Investing is not only profitable but also risky. Are you scared of it? If you are, you are doing everything right! We have seen how it can eat up capital when trading with leverage as exemplified by the Canadian dollar with a gap from 1.34232 to 1.35466.
Just imagine that going short with a short stop loss of 20 pips results in a 120-pip loss. In cases like this, your position will simply be closed at the price of the gap, which is six stop losses, mind you. All risk management goes down the drain.
Moreover, an unpleasant surprise awaits those who prefer middle-term trading or believe that the gap should be closed here. More often than not, gaps tend to close anytime and anywhere. Without a proper risk management system, this is a very questionable approach.
That being said, Canadian dollar situation described above is still manageable, as compared to the surprise that awaited oil traders with a 30-percent drop. In other words, even the third leverage would require additional capital investment, whereas with the fourth leverage you would have to let go of the deposit.
But as we know, nothing ventured, nothing gained. It’s all about the balance and not going into extremes.
Investing is not only about the risks, but also about profit. Holding onto money when there are no apparent risks means feeding the inflation which can ramp up as a result of massive injections into the economy by the central banks, be it the U.S. dollar, the Swiss franc or the Norwegian krone.
In no way am I trying to discourage you from speculative trading by providing the above examples. These situations happen quite rarely, and you can trade smoothly for several years.
However, you should keep in mind that at some point these situations may turn out to be disastrous. So, you need to be able to protect yourself against the so-called black swans, at least by having a certain portion of portfolios where you don’t risk the entire capital, but profitability from investment activities.
What does investing mean? Typically, people believe that it is all about buying and keeping stocks, preferably dividend-paying ones. But here is an example of the Japanese stock market (Fig. 3), or the Spanish stock market, the good time of which fell on the early 2000s (Fig. 4).
Or the highly-dividend ExxonMobile with a rate above 5% that plummeted over -60%. Due to this, the capital, which could have been used a lot more efficiently, had been frozen for a long time.

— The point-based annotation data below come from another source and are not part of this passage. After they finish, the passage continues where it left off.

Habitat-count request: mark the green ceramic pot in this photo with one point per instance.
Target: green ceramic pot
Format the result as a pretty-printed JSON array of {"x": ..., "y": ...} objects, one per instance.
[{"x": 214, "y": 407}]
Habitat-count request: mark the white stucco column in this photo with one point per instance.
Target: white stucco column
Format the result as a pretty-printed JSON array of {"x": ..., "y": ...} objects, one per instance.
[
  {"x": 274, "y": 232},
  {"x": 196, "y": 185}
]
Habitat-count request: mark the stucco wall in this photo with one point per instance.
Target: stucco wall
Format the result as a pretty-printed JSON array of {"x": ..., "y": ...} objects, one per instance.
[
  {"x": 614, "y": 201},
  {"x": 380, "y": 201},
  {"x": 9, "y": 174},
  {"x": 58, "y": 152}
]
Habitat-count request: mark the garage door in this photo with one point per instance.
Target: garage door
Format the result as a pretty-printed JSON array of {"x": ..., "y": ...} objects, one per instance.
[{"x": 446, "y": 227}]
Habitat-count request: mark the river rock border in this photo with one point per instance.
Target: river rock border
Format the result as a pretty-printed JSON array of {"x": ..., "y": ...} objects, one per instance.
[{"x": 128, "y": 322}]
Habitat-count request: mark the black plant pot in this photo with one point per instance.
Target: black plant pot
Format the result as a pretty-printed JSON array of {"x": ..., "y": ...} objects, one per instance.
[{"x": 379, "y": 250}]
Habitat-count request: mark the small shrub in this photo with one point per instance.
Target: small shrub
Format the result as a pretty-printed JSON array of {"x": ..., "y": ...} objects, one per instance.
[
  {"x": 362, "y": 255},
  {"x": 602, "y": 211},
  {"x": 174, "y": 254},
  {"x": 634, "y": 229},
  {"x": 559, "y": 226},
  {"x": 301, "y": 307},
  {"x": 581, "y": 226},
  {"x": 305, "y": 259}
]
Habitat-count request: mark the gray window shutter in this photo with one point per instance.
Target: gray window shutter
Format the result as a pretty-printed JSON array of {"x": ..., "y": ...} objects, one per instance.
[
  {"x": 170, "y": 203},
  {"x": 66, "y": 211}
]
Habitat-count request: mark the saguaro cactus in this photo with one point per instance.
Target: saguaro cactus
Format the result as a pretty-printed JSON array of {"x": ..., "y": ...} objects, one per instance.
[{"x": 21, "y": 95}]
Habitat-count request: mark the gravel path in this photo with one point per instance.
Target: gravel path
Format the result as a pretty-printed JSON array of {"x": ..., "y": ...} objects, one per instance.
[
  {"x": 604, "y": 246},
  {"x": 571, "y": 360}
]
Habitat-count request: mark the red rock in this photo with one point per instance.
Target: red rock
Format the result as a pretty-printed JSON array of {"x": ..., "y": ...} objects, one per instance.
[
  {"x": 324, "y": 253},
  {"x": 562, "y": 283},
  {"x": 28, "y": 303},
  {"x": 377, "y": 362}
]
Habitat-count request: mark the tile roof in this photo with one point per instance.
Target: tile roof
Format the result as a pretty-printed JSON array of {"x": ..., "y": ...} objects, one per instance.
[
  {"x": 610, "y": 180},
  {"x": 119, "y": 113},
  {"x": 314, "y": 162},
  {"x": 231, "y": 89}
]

There will be those who are going to recommend diversifying stocks and bonds. Still, if you take a look at the chart, volatility can skyrocket here. This is what happened in 2007, having restrained the capital for quite some time. For a profit of several percent, you get a 22% drawdown all because you entered the market at a wrong time.
Today’s situation is quite likely to develop similarly, forcing the markets to return to their regular correlation element. Meanwhile, there are definitely those who have already fallen victim to an unlucky accumulation at 180 in TLT.
Stocks and bonds can indeed often move in different directions and maintain a similar correlation for a long time. Yet the black swan of correlation (e.g. in the form of inflation escalation) can badly affect a poorly-built portfolio of stocks and bonds pretty hard.
This is why, in my reviews I often talk about the key points of capital movement, correlation links, as well as foundation i.e. indices and stocks, bonds, raw materials and gold. There are also currency market instruments that can be a solid diversification option.
You can learn more about investment diversification by watching my webinar below.
Risk management and a careful attention to the violation of correlations give us a clue about the capital movement. It should be noted that we do not know exactly where the “biggies” channel their capital.
And by “biggies” I mean pension, investment, and hedge funds, as well as large banks.
Having the investment portfolio is not only about the assets, but also the ability to manage capital and risks. Successful investing is impossible without a properly assembled investment portfolio.
Obviously, you don’t have to become a professional manager who knows and evaluates every little aspect, performs the fundamental and technical analysis, and checks accumulation options depending on the relevant timing.
Even though various options of investment portfolios produce lower returns, yet they still beat bank rates this way or another. If you are a newbie investor, you need to develop good capital distribution skills and have basic knowledge of mathematics.
Investing does not mean you need to keep your money under the mattress. The Inflation Monster will slowly but surely eat up your savings that way. So, another option here is to have a bank deposit.
I believe that most readers are not surprised by what happens to deposits in national currency. Everything goes well up to a certain point. Foreign currency deposits offer interests of about zero, while others get eaten up by the aforementioned inflation. Plus, the banks that seemed pretty stable once became history overnight.
So, once again, what does investing mean? It means having an understanding that only you as an investor can take care of your capital. But to do this the right way, you should not waste time on any time-consuming experiments. It is important to stick to sensible approaches, as well as those that have passed stress testing.